Walton on Thames



Walton Bridge on Thames, JMW Turner



A Short but Fascinating History of Walton on Thames



We tend to think of Walton on Thames in terms of how we see it today, a pleasant town that can be described as having the attractiveness of rural Surrey and the convenience of suburban London. It has become a lovely place in which to put down roots, but it should be noted that it has a proud, diverse and fascinating history.



Walton on Thames started life as little more than a river crossing that connected Surrey with Middlesex, and there are claims that Julius Caesar crossed the waters here during his second invasion of Britain in 54BC. These claims could well be true, because it was certainly possible to do so at that time.
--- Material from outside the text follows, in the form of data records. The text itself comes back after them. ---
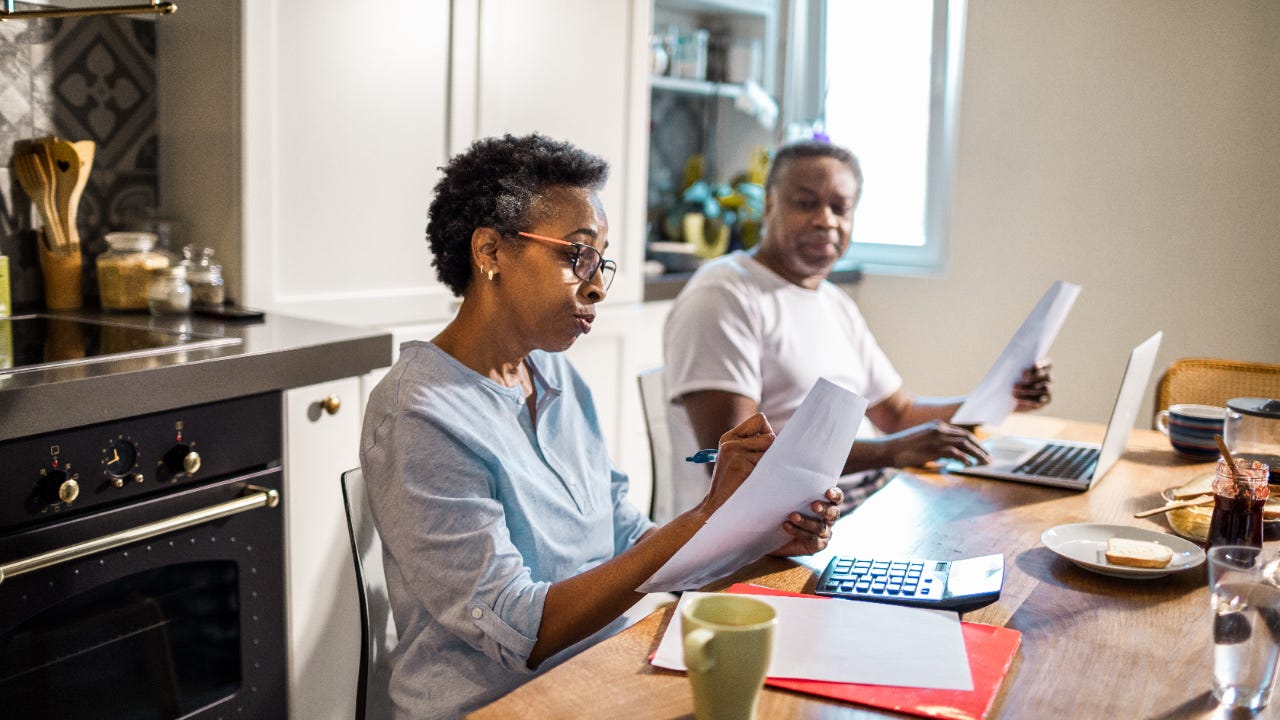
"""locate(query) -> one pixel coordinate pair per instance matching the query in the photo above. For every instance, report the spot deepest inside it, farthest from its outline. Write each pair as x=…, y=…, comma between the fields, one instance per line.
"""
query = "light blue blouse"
x=480, y=509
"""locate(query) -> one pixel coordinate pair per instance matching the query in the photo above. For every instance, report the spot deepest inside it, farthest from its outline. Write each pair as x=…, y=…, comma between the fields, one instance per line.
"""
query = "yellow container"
x=124, y=270
x=5, y=300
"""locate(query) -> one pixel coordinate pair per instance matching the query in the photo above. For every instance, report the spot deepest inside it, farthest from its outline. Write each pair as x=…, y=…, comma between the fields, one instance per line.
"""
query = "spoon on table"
x=1188, y=502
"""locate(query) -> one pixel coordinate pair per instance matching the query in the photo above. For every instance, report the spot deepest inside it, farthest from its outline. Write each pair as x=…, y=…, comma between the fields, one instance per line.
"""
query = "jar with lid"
x=205, y=277
x=124, y=270
x=1252, y=431
x=169, y=292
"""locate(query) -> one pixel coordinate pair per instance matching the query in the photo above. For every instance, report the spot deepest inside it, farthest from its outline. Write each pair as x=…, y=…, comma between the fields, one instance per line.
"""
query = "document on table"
x=801, y=464
x=993, y=400
x=841, y=641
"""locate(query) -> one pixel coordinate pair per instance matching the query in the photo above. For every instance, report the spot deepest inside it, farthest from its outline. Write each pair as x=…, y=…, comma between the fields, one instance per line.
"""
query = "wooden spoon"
x=1226, y=455
x=67, y=172
x=37, y=185
x=85, y=149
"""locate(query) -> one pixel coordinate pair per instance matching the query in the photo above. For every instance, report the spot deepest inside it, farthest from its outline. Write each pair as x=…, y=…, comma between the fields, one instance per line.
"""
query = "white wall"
x=1129, y=146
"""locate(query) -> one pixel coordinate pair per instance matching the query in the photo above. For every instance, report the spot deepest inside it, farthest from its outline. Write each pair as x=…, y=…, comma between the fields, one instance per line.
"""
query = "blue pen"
x=703, y=455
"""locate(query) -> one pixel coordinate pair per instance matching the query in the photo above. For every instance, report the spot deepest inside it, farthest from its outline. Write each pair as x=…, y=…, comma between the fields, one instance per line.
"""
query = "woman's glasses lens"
x=588, y=261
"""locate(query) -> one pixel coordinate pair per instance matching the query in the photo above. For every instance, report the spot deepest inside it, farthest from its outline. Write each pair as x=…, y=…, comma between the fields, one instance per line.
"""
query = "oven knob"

Over the centuries Walton on Thames and the surrounding area remained a collection of small hamlets located on and around the roads from Chertsey and Guildford to the city of London. While it remained a relatively quiet area, there have been a number of important archaeological finds in recent times.



They include a number of cinerary urns, which were used to contain the ashes of the deceased after cremations, a Neolithic flint dagger and an uninscribed gold coin which was found in the Thames. These finds show there was a distinctive amount of activity in the vicinity.



It all started with a humble river crossing



The beginnings of the town can perhaps be traced back to a toll crossing on a wooden bridge that was established by a Mr Samuel Dicker in 1750. This was the first in a long line of bridges at Walton that led to the current construction which opened as recently as 2013. Previous incarnations were famously painted by Canaletto and Turner.



As is the case with so many other locations around London, it was the construction and development of the railways which transformed Walton on Thames from a village into a town. First established in 1838, the local station now handles almost three million passenger movements every year.



A number of famous names have had strong links with Walton on Thames over the years, including the celebrated naval commander Admiral George Rodney, who was born in the town. Hollywood superstar Dame Julie Andrews and rock singer Nick Lowe were also born here. Some of the famous names who have lived in houses in Walton on Thames include former US President Herbert Hoover and one-time US Secretary of State Madeleine Albright.